Тогда И. А., как «язычник» так он про себя выразился сам, спросил у него:
А скажите, пожалуйста, Алексей Иванович, сколько грамот было у Вас для этого исследования?
Змеиный вопрос, (И. А. представил, как Соболевский, заикаясь, прошипел эту фразу, и при этом заметил: Ну, вы ведь знаете, что Алексей Иванович вообще человек довольно свирепый!), сами знаете, что две!
Ну, а при двух грамотах (это уж И. А. объяснял нам) как же можно считать вопрос доказанным? Вы же сами понимаете, что эти грамоты могли быть написаны писцом, которых [так!] князь привозил с собой обыкновенно из Киева. Здесь еще следует доказать прежде, какой писец, местный смоленский или киевский, их писал, чтобы установить, влияние языка какой местности в них отразилось.

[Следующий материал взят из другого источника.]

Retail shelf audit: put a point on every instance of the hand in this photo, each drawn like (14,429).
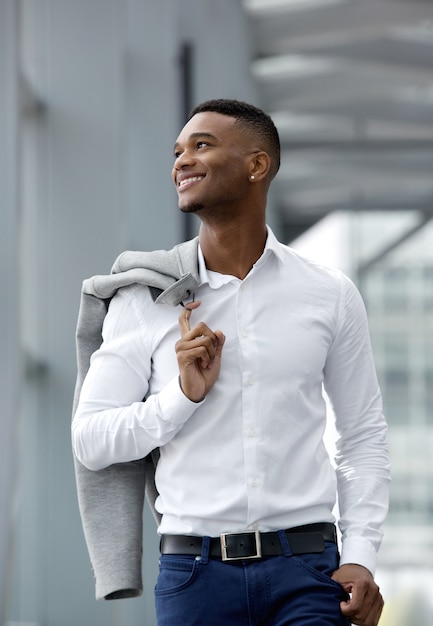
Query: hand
(366,603)
(198,354)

Ну а после меня, продолжал И. А. свой рассказ, поднялся С. Ф. Платонов, да уже как историк, понимаете, его спрашивает: «А скажите, Алексей Иванович, где сказано об этом в летописях?» Ну а в летописях, вы же знаете сами, ничего не говорится о том, что в Смоленской и Ярославской областях были кривичи. После встает Середонин и уже как до некоторой степени изучавший географию древней Руси спрашивает: «Не укажете ли мне, Алексей Иванович, общих географических названий в этих двух местностях, как мы это видали в других случаях, когда один народ переходил на новое место и переносил туда свои старые названия?» После Середонина, понимаете
ли, встал Спицын; тот, знаете ли, археолог, да и тоже: «Насколько мне известно, Алексей Иванович, и различные обычаи и обряды, вот погребения, например, совершались у них по-разному». Тут уж, понимаете ли, Соболевский не выдержал да как набросится на нас: «Да что я вам, волк, в самом деле, что вы на меня как собаки все напали!..» Мы, понимаете ли, все как один так и рассмеялись, и необыкновенно редкий и счастливый случай рассмеялся и сам Соболевский.
Да, не всегда так мирно кончаются научные дебаты, знаете ли! закончил И. А. свой рассказ. Мне он очень понравился, и воображаю себе ярость Соболевского и его шипение: «Змеиный вопрос!» А Платонов таки свой, верно, и предложил по-змеиному, он на это мастер! Шляпкин слишком добродушен, и он может предложить ядовитый вопрос, но тон у него не может быть, мне кажется, ядовитым.
Сейчас заходила ко мне Lusignan и рассказывала о своих делах в обществе ориенталистов . Воображаю ее, одну женщину среди этих 55 мужчин, совсем не привыкших к подобному появлению. Да еще когда председатель посадил ее рядом с собой за стол, и ей пришлось излагать свое дело и затем его отстаивать. Воображаю! Она говорит, что там члены все дипломаты, ну или из дипломатического корпуса, во всяком случае.
Сегодня получила от Пругавина приглашение прийти к нему завтра (четверг приемный его день) прочесть свою рукопись. Вот положение!!
Что ж делать! Пойду, только нарочно пораньше, пока у него еще никого не будет.
Неужели действительно я завтра засяду за экзамен и сдам его 12го, жульническим манером, понятно? Но тогда начатая вчера вещь, наверное, останется недоконченной и прощай, вольная жизнь! А также и дневник
Сейчас прочла исповедь протопопа Аввакума и не могу понять, как могло сложиться такое общераспространенное мнение об его упорстве, тупом фанатизме и непримиримой ненависти ко всем «инако верующим»? По-моему, более кроткого и всепрощающего существа трудно найти среди раскольников, а если бы он не был фанатиком, каким же был бы он расколоучителем, и проповедником вообще?
Тупости тоже в нем нет, т. к. его автобиография обнаруживает в нем человека с чуткой душой и тонким пониманием даже красот природы. Изложение же показывает человека, наделенного литературным даром. Правду говорил Тургенев, что русским людям следовало бы поучиться у Аввакума чистоте русского языка ; хороший язык, образный, а эпический тон всего повествования придает особый, кроткий и умиротворяющий колорит всем рассказам о мучениях и избиениях (чуть ли не на каждой странице его бьют), которым был подвергнут несчастный протопоп со своей протопопицей.